This follows pressure from the British Association for Shooting and Conservation (BASC) pushing the government to publish the data in advance of the forthcoming Stage 3 debate on the Air Weapons and Licensing (Scotland) Bill on 25 June.
The bill, if passed, will make it a legal requirement for all airgun owners in Scotland to apply for a licence. The official figures show that airgun crime remains low, at its second-lowest level in the ten-year period of 2004-2014.
This also represents a reduction of 73 per cent from 2006/07 when offences peaked. To put this in context, air weapons account for just 11 out of 51,869 (0.02 per cent) crimes of vandalism, eight out of 1,499 (0.5 per cent) robberies and 182 out of 273,053 (0.06 per cent) crimes in Scotland. Police Scotland is known to be struggling to commit resource to a wide range of criminal activity but will be committed to a significant administrative burden if air weapon licensing is implemented.

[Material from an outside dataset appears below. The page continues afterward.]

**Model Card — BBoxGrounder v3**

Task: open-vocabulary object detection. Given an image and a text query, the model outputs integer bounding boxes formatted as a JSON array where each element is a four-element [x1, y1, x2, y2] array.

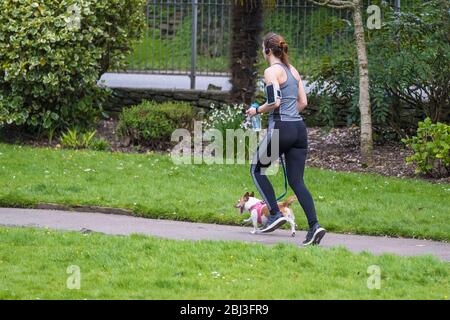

There are an estimated 500,000 air weapons in Scotland – only a handful are used in criminal actions. If the Scottish Parliament supports air weapon licensing it will be committing a significant and totally disproportionate amount of police time to the administration of tens of thousands of licence applications.
BASC has been contesting these proposals as there is no evidence to support a licensing scheme following the 73 per cent reduction in airgun crime since 2006/07.
There are serious concerns over the ability of Police Scotland to administer such a scheme after the number of firearms enquiry officers is reduced from 34 to 14. There is no public benefit to the proposals as they are not expected bring about a reduction in crime.
Airgun shooting is a low-risk, low-cost sport enjoyed by tens of thousands of people across Scotland every day.
The introduction of a licensing scheme identical to that required for high powered rifles is disproportionate and, as these figures show, unnecessary.